Memphis Police Fight Pension Cuts

Memphis public safety personnel continue to call in sick, fighting proposed cuts to retirement health benefits.

Photo: Memphis Police Association via FacebookPhoto: Memphis Police Association via Facebook

Police and firefighters in Memphis are calling in sick by the scores as a new Tennessee law kicks in requiring cities to stop shortchanging workers’ pensions.

Bloomberg News reports on the desperate attempts to fight sweeping cuts in retired personnel health benefits.

The Memphis officers contend that Tennessee’s largest city, which for years has failed to save enough to support promised retirement checks, plans to make up that sum by eliminating retirees’ health insurance, which has fewer legal protections. At one point, 558 police officers stayed home, one-fourth of the force, in a city that had the sixth-highest incidence of violent crime in the U.S. last year. At the end of last week, 131 were out.

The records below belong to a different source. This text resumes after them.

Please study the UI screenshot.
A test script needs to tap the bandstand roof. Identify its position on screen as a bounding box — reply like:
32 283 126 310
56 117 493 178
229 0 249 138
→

The workers say Memphis should find money to shore up their pensions by rolling back business-tax breaks, which cost more than the city pays for their insurance each year. It’s an argument unions want to advance nationally to parry challenges to their benefits by cash-strapped governments.

Public-worker retirement benefits have been a target of politicians since the recession. As investment losses forced state and local governments to deal with a $1.4 trillion shortfall in their pension funds, officials from California to New York rolled back promised benefits they said taxpayers couldn’t afford.